Did I Just Have a Video Chat with an AI?
BY: Steve Callan | 11/13/23
A Series on Artificial Intelligence: Part 1
Um....was I just interviewed by an AI over video?
A few days ago, I was requested to speak on behalf of SilverTech about the current state of AI and how our clients perceive and utilize it today. The conversation took place over video and was preceded by several email communications and a pre-generated list of questions that would be asked. The gentleman I spoke with was polite, attentive to my answers, and displayed natural human inflection, facial expressions, and engagement. However, as someone experienced in AI, there were moments in our dialogue that led me to question whether I was conversing with a real person or an avatar powered by a sophisticated language model.
I’m sure my background in technology has me paranoid....right?
At SilverTech, we are tech geeks. We love solving difficult problems for our clients with technology and we often find ourselves exploring new technologies in our free-time. One of the hallmarks of the individuals at SilverTech is that we enjoy deconstructing something to understand how it works. Most this is an existing technology to see how it tickets, but sometimes this is a technology that doesn't exist, but asking ourselves, "if it did exist, what would it look like inside if we took it apart?"
Considering our AI interviewer—assuming that was indeed his nature—how would one construct such a system? To begin, I would consider the high-level components: the core technologies involved and how I would integrate them to simulate:
The ease of human interaction through language has already been demonstrated; large language models such as ChatGPT and Meta's Llama2 have shown us that we can engage with AI using written dialogue and receive responses that are convincingly human-like. When these responses are imbued with distinct personality traits, intentions, and motivations, distinguishing between a real human and an AI becomes nearly impossible.
Voice synthesis technology, like Azure Text to Speech and Amazon Polly, have been around for some time, but believability has always been a stumbling block due to their distinctly computerized sound. Recently, however, breakthroughs have been made. Technologies now on the market such as Descript's Lyrebird and ElevenLabs can create or emulate a human voice with uncanny accuracy. These technologies are propelling the AI landscape forward with generative audio models that give our ChatGPT interactions human-like speech.
Facial Capture and Expressions
The surge in VR and augmented reality has brought forth an array of technologies designed to digitize real-world objects and people for use in 3D environments. Volumetric capture, once requiring a visit to a specialized studio, and extended post-production timelines, can now be achieved in near real-time with incredible accuracy. Companies such as MetaHuman as recently demonstrated at State of Unreal 2023 how these high-fidelity humans can be easily animated to create speech representations and incredibly lifelike facial expressions. By synchronizing the expected sounds of speech to these digital faces, much like in animation, we edge closer to being able to produce videos with AI-generated dialogue.

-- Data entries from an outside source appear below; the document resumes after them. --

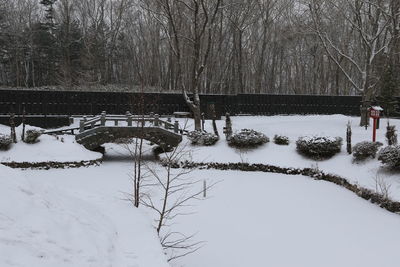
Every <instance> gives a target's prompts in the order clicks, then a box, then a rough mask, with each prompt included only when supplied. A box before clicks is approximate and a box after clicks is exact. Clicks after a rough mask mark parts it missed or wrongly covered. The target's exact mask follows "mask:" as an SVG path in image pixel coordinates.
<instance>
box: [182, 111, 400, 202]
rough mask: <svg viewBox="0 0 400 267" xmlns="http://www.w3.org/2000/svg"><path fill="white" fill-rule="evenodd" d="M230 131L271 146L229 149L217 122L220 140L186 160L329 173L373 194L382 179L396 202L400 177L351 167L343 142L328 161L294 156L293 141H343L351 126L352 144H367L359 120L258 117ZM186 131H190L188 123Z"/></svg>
mask: <svg viewBox="0 0 400 267" xmlns="http://www.w3.org/2000/svg"><path fill="white" fill-rule="evenodd" d="M231 119H232V123H233V129H234V131H238V130H240V129H243V128H248V129H254V130H257V131H260V132H262V133H264V134H266V135H267V136H268V137H269V138H270V139H271V142H269V143H267V144H265V145H263V146H261V147H259V148H256V149H251V150H238V149H235V148H232V147H229V146H228V144H227V142H226V140H225V136H224V135H223V133H222V128H223V127H224V126H225V125H224V124H225V122H224V120H220V121H217V126H218V129H219V132H220V136H221V139H220V141H218V142H217V144H216V145H214V146H211V147H199V146H197V147H196V146H189V147H188V148H189V149H191V150H192V153H191V158H190V159H189V160H192V161H195V162H221V163H227V162H246V163H262V164H269V165H276V166H280V167H288V168H310V167H312V168H318V169H320V170H322V171H324V172H326V173H332V174H336V175H339V176H342V177H343V178H346V179H347V180H348V181H349V182H351V183H354V184H359V185H361V186H363V187H366V188H369V189H372V190H376V186H377V184H376V180H377V177H380V178H381V179H384V181H385V183H387V184H388V185H390V197H391V198H393V199H394V200H397V201H400V174H399V172H391V171H388V170H386V169H384V168H382V167H381V166H382V165H381V163H380V162H379V161H378V160H377V159H367V160H366V161H364V162H361V163H354V162H353V160H352V159H353V157H352V155H348V154H347V152H346V147H345V145H346V144H345V141H344V144H343V147H342V151H341V152H340V153H339V154H337V155H336V156H334V157H333V158H331V159H329V160H324V161H313V160H311V159H309V158H306V157H304V156H302V155H299V154H298V153H297V152H296V144H295V142H296V140H297V139H298V138H299V137H300V136H305V135H326V136H332V137H336V136H339V137H342V138H343V140H346V124H347V122H348V121H350V122H351V125H352V131H353V135H352V144H353V145H355V144H356V143H358V142H361V141H371V139H372V129H371V127H369V128H368V129H367V130H365V128H364V127H359V126H358V125H359V117H349V116H344V115H319V116H318V115H316V116H300V115H296V116H270V117H267V116H258V117H232V118H231ZM183 123H184V122H183V120H182V119H181V124H183ZM386 123H387V120H386V119H382V120H381V125H380V126H381V127H380V129H379V130H377V141H380V142H381V143H383V144H386V140H385V133H386ZM390 123H391V124H392V125H396V128H397V129H400V120H394V119H391V120H390ZM188 127H189V128H193V126H192V125H191V121H189V124H188ZM206 129H207V131H209V132H212V127H211V123H209V122H207V124H206ZM275 134H281V135H285V136H287V137H289V139H290V144H289V146H280V145H276V144H274V143H273V142H272V139H273V137H274V135H275Z"/></svg>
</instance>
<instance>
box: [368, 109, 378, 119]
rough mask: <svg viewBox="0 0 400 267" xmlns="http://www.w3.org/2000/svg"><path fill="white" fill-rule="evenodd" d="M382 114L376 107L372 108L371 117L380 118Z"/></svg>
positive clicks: (370, 110)
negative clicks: (374, 107) (380, 115)
mask: <svg viewBox="0 0 400 267" xmlns="http://www.w3.org/2000/svg"><path fill="white" fill-rule="evenodd" d="M379 115H380V111H379V110H376V109H370V116H371V118H374V119H378V118H379Z"/></svg>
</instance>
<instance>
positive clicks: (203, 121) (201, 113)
mask: <svg viewBox="0 0 400 267" xmlns="http://www.w3.org/2000/svg"><path fill="white" fill-rule="evenodd" d="M205 122H206V119H205V114H204V112H203V113H201V130H202V131H203V132H204V131H205V129H204V124H205Z"/></svg>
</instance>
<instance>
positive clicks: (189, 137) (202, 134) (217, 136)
mask: <svg viewBox="0 0 400 267" xmlns="http://www.w3.org/2000/svg"><path fill="white" fill-rule="evenodd" d="M188 138H189V140H190V141H191V142H192V144H194V145H201V146H212V145H214V144H215V143H216V142H217V141H218V140H219V137H218V136H217V135H215V134H212V133H205V132H200V131H192V132H190V133H189V134H188Z"/></svg>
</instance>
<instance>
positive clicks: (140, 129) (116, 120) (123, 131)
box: [75, 112, 184, 151]
mask: <svg viewBox="0 0 400 267" xmlns="http://www.w3.org/2000/svg"><path fill="white" fill-rule="evenodd" d="M183 132H184V130H182V129H180V128H179V123H178V121H175V123H172V122H171V121H170V120H163V119H161V118H160V117H159V116H158V115H157V114H156V115H135V116H134V115H132V114H130V113H129V112H127V113H126V115H107V114H106V112H102V113H101V115H99V116H96V117H94V118H91V119H87V118H86V117H83V119H82V120H80V123H79V133H78V134H77V135H76V136H75V139H76V141H77V142H78V143H79V144H82V145H83V146H84V147H86V148H87V149H90V150H93V149H96V148H98V147H99V146H101V145H102V144H104V143H109V142H113V141H115V140H116V139H119V138H133V137H139V138H143V139H145V140H148V141H150V142H152V143H154V144H157V145H159V146H160V147H161V148H162V149H164V150H166V151H167V150H169V149H171V148H173V147H176V146H178V145H179V143H180V142H181V141H182V134H183Z"/></svg>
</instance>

The ultimate goal is to create a system that can interact in real time, synthesizing text, voice, and facial expressions on the fly. This involves integrating several complex technologies, each requiring communication channels to interact, which introduces latency. During my conversation with what might have been an AI, the responses were relatively immediate, without the delays one would expect from such a system. To achieve this, one would need to condense these technologies into a unified network, or push all the models to the edge networks. Despite the inherent challenges, the prospect isn't far-fetched. Given the expanding array of models available today and efforts from companies such as CloudFlare pushing AI models to edge networks we are not far away.
This type of innovation is not somewhere in distant the future; the only thing it lacks to bring it to life is connecting the dots between divergent technologies and a reason to do it. As architects of this new digital era, it's our responsibility to wield this power wisely, ensuring ethical judgment and the collective good, while simultaneously moving with the pace of rapid innovation around us.
This outline only represents high-level back-of-the-napkin thinking, does not hit on 100% aspects of delivering on this reality, however the next several years we'll begin to see these connected technologies come together and with increasing levels of fidelity. Soon it will be impossible to distinguish fact from fiction.
Perhaps the most thought-provoking question of all, though, is what becomes of digital communications when we can no longer trust any form of it?